Détendu, rieur, celui qui passe sa vie à analyser et à mettre en valeur le talent artistique des autres était visiblement emballé de parler de la photographie, son talent (presque) caché qu'il cultive depuis plus de 40 ans.
Ce jour-là, John R. Porter était aussi au beau milieu d'une «crise» de photos, comme il qualifie ces «moments d'intensité», des périodes pendant lesquelles il mitraille tout. «Vous ne me verrez pas me promener avec ma caméra à l'affût de quelque chose de spécial. Mais si je pars en voyage et que j'apporte ma caméra, là, le danger arrive!» lance-t-il dans un éclat de rire.
Il fallait le voir montrer sur son appareil numérique ses photos de Charlevoix, où il était la veille de l'entrevue. Plus de 1300 clichés en quelques jours. «Un vrai obsédé!» rigole-t-il.
Les images défilent, des sujets fétiches émergent : nature, nuages, lumière sur l'eau ou dans le ciel. Des gros plans à rendre le sujet méconnaissable.
Image abstraite
Dans l'oeil de John R. Porter, la photo se fait abstraite. Certains clichés, pourtant jamais retouchés, ressemblent à s'y méprendre à des aquarelles ou à des pastels. «La photo permet de révéler de l'inexistant», dit-il joliment.
«J'aime beaucoup abstraire de mon environnement quelque chose que trop souvent les gens ne voient pas parce qu'ils ne s'arrêtent pas», dit-il.

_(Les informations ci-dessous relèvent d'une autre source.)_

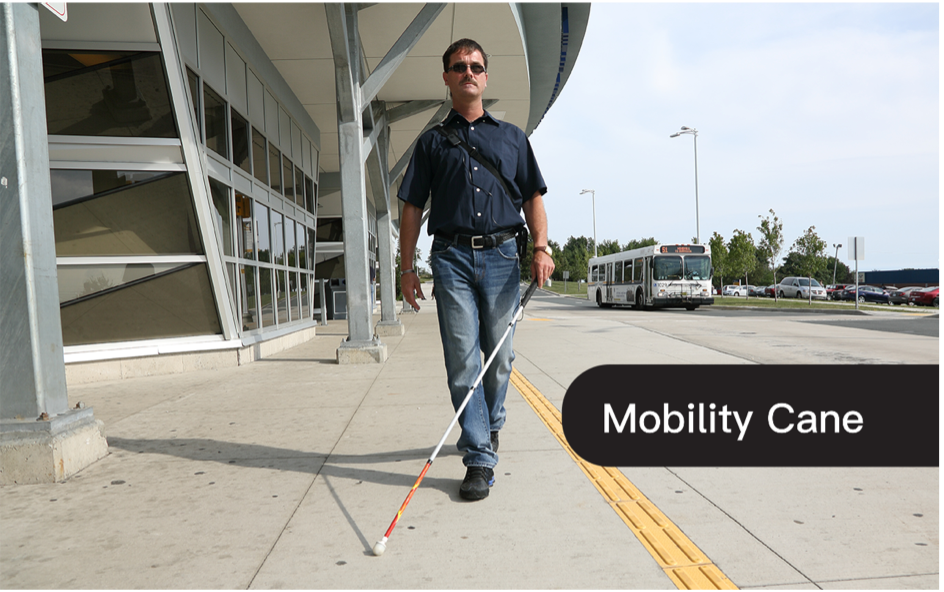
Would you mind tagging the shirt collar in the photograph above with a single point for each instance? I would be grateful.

Mais pour capter le tout, il faut être «disponible», avoir le regard ouvert, prendre le temps. La photo comme parenthèse dans la vie de ce «brasseux» autoproclamé, verbomoteur à la vie assez bien remplie merci.

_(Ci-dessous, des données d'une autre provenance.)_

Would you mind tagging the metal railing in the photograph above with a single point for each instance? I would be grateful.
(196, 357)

C'est dans cet esprit d'ouverture que John R. Porter a photographié les paysages du Natashquan de Gilles Vigneault, les reflets dans le canal latéral à la Garonne, la Chaussée des Géants en Irlande. L'Europe, l'Asie, le Québec et la ville de Québec aussi.
Québec, cette ville à l'origine de son intérêt pour tout ce qui est visuel. «La raison est simple, je suis Lévisien, explique John R. Porter. Jeune, je prenais ma "bécane" pour aller voir les panoramas extraordinaires de Québec. Le ciel, la terre et l'eau. Je les ai vus à toutes les saisons, dans toutes les lumières.»
La passion pour cette «culture du regard» était née. «Je mangeais des images, je dévorais tout ce que je voyais.»
En 1970, à 20 ans, alors étudiant en histoire de l'art à l'Université Laval - il deviendra en 1972 la toute première personne à y décrocher une maîtrise -, John R. Porter s'inscrit à un programme fédéral, Perspective jeunesse. Le mandat : constituer une banque visuelle de l'architecture religieuse. Il sillonne la province et croque tous les signes du Bon Dieu. «J'ai pris 6400 photos en un été!» lance-t-il. C'est le déclic.
Depuis, il n'a jamais rangé son appareil, passant des gros rouleaux de pellicule au numérique. Autre technologie, même démarche. Car même en numérique, il imprime toutes ses photos, les classe soigneusement. «Je suis un dinosaure», dit-il.
Autres médiums
Maniaque de photo depuis plus de 40 ans, donc. Mais jamais au point d'en faire une carrière. Pas plus que pour les autres médiums : aquarelles, pastels, dessins que le jeune Porter a beaucoup produit dans les années 60 et 70.
«J'aime ça créer, mais j'ai pu mesurer assez vite que je m'intéressais plus à ce que les autres faisaient.»
Après des décennies à exposer les autres, le muséologue a toutefois fait une petite exception récemment. Il a sélectionné quelques photos qui font écho aux toiles de son ami, le collectionneur et peintre Raymond Brousseau, pour l'exposition Lumières et reflets présentée jusqu'au 29 juillet à la Galerie A du 39, rue Saint-Louis. «L'exposeur» exposé, donc. Qui partage ainsi avec le public cet «inexistant», ces lumières et reflets immortalisés dans ce qu'il appelle «le temps long».
«En photographie, on capte quelque chose d'unique, de très fugace. On l'attrape et on le fait durer.»